Configure rfunc client from function execution side of your project:

from rfunc.client import RFunc
from rfunc.client.tcp import RFuncTCPClient


remote_function = RFunc(
    client=RFuncTCPClient("127.0.0.1", 8888),
)

remote_function is a decorator which can be applied to any type of your remote function:

import requests


@remote_function(
    requirements=("requests", ), # Optional list of requirements to be installed on the remote server.
    timeout=100, # Optional timeout in seconds, if the function execution exceeds this timeout, then the process on the remote server will be stopped and the connection will be terminated.
)
def fetch_http_page(host: str):
    return requests.get(host)

result = fetch_http_page("https://google.com")
print(result.status_code) # => 200

Using within asyncio

rfunc can be useful in single-threaded asyncio applications (such as FastAPI), it allows you to move a blocking or CPU-intensive function to a process on a remote server.

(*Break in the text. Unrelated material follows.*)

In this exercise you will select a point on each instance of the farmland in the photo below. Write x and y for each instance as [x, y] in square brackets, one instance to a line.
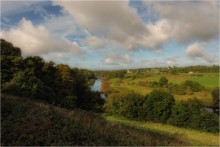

For example, the following code will not block the current thread:

import asyncio


@remote_function()
async def counter():
    counter = 0
    while True:
        counter += 1
        if counter >= 10_000_000:
            return counter


async def another_async_func():
    while True:
        await asyncio.sleep(3)
        print("HELLO")


async def main():
    await asyncio.gather(*[counter(), another_async_func()])


if __name__ == "__main__":
    asyncio.run(main())

About

rfunc is a lightweight client-server application that enables running Python functions remotely as if they were executed in the local interpreter.